By: Kendall Jackson, Esq.

The U.S. Food and Drug Administration (FDA) stoked the fire that is the ever-present discussion surrounding gene therapy when it approved Lenmeldy on March 18, 2024. Lenmeldy is the first FDA- approved gene therapy to treat metachromatic leukodystrophy (MLD), a rare disease that affects the brains and nervous systems of children in their late infantile and early juvenile years.

Lenmeldy is just one of several gene and cell therapies that, due to their high cost, lead plans to consider implementing plan exclusions for these therapies. While a self-funded plan has broad discretion as to what benefits it does or does not cover and, generally, may exclude gene therapies completely, plans must also consider the impact of doing so. The avoidance of these costly drugs often seems very appealing until employers come to terms with the real impact of the approach – the fact that participants will likely be left with no coverage whatsoever for treatments which may be their only option. In the case of MLD, Lenmeldy is the only FDA-approved treatment and has a significant impact on the progression of the disease. The risks of severe motor impairment and death substantially decreased in children who were treated with Lenmeldy in comparison to untreated children. As the only treatment for this disease, this gene therapy can drastically improve the quality of life for affected children, which highlights the importance of its availability to those suffering from this disease.

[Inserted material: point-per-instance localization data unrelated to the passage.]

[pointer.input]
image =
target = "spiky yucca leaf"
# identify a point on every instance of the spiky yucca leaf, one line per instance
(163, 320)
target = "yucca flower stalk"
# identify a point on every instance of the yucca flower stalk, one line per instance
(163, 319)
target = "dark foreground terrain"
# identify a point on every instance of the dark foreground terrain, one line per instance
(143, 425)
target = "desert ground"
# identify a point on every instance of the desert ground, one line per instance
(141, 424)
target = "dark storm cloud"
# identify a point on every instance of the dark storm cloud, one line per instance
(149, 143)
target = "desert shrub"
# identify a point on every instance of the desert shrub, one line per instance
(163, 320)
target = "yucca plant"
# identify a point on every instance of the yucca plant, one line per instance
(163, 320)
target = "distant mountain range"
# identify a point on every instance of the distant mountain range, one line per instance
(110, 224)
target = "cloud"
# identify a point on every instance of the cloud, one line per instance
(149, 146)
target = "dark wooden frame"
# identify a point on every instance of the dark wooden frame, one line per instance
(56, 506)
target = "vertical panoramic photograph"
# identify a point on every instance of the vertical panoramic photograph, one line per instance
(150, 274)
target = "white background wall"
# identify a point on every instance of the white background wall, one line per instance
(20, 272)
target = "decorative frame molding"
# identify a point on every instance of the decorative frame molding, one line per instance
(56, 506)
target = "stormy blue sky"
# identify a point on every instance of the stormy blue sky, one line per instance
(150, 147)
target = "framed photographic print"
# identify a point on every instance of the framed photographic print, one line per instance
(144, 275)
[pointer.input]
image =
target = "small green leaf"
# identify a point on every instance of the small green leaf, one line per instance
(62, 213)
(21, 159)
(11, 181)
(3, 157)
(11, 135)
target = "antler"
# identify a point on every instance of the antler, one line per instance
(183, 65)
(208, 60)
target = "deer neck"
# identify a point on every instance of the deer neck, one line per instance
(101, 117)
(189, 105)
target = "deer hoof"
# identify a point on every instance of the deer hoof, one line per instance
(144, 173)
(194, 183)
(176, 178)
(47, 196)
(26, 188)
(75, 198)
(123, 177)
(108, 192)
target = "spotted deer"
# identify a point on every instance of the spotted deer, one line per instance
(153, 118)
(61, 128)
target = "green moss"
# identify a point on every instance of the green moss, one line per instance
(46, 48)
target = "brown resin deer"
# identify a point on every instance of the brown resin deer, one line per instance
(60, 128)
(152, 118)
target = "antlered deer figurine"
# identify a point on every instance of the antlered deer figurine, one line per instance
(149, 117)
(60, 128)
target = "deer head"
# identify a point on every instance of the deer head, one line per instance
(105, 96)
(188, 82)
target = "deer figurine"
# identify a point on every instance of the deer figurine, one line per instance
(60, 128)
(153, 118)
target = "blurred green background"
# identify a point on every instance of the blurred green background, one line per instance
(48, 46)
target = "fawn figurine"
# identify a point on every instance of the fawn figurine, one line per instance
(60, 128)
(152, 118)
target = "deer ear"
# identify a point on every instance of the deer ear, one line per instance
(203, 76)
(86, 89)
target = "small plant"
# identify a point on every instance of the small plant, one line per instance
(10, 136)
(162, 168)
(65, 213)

On the other hand, the debate of whether to cover or exclude gene therapies largely stems from the high costs associated with these drugs. Lenmeldy carries a hefty price tag with a wholesale acquisition cost of $4.25 million in the United States, making it the most expensive drug in the world. While this gene therapy is a one-time, single-dose infusion, a cost of this magnitude would be debilitating to many plans. Due to these high-cost drugs, plans may elect to generally exclude gene therapies, but this decision also carries compliance considerations. The first concern would be the language used in the plan document. Gene and cell therapies are new and broad, which can pose difficulties when crafting plan definitions and exclusions.  Specificity within the plan is necessary as any ambiguity in the plan language could be troublesome to the plan.  Given the broad nature of these terms, the plan must be clear in differentiating between gene therapy in cell therapy if the intent is to treat them differently. The plan should also be sure to not impose a plan limitation that would target a specific individual. While a plan may exclude gene therapies, it is unable to do so in response to an individual’s new diagnosis which necessitates an expensive gene therapy as this would be discriminatory under HIPAA.

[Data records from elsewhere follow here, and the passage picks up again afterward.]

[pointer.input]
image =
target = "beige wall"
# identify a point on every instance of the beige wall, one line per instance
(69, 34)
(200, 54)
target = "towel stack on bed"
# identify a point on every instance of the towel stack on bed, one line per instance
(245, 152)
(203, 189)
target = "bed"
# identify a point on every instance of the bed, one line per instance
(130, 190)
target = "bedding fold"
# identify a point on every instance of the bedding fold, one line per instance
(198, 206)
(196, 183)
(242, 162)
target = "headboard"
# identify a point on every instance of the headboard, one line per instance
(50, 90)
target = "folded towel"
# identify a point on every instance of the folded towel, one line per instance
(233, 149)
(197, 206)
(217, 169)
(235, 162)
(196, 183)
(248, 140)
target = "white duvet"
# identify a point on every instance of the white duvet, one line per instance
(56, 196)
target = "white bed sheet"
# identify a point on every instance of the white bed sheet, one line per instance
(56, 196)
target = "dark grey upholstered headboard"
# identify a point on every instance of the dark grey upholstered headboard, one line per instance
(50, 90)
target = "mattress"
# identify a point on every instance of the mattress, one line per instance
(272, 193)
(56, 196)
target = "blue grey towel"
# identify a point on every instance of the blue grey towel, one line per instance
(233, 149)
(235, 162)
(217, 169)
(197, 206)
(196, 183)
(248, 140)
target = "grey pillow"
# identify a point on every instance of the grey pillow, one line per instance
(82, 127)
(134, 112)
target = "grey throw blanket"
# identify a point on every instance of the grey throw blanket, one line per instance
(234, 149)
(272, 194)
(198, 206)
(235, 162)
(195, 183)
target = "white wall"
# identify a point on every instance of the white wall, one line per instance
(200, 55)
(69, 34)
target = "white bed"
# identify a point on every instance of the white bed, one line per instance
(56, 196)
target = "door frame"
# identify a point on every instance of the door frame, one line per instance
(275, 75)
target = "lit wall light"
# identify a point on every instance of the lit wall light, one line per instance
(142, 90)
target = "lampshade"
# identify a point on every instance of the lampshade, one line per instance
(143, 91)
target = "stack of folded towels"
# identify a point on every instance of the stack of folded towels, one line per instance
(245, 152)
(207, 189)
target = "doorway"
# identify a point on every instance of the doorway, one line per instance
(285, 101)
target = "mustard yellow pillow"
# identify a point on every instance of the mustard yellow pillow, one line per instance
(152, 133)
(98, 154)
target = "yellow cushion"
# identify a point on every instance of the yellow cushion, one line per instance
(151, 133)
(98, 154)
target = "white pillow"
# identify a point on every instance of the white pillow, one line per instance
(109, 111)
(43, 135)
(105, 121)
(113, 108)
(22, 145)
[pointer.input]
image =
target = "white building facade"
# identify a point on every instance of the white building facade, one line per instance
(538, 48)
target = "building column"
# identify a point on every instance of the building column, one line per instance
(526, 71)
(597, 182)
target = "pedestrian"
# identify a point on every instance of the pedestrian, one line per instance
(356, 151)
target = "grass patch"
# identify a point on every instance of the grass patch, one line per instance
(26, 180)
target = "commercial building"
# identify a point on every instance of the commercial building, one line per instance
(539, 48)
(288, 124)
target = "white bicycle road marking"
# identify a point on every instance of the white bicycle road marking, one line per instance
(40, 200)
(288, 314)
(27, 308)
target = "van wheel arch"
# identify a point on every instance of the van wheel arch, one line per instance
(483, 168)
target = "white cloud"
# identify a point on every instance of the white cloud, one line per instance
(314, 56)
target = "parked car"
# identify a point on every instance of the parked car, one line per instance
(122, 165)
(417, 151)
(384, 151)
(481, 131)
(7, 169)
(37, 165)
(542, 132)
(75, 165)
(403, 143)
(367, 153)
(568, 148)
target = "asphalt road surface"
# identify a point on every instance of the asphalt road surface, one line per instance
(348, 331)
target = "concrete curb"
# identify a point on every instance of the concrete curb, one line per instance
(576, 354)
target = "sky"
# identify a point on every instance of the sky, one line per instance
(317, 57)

There are plenty of factors to consider when discussing the coverage or exclusion of gene therapy. The FDA approval of Lenmeldy is an indication that there is likely a host of other gene therapies that may be approved by the FDA in the future. Considering the topic of gene therapy is not going anywhere, it will be interesting to see if costs will change and what effects these drugs will have on the industry as a whole.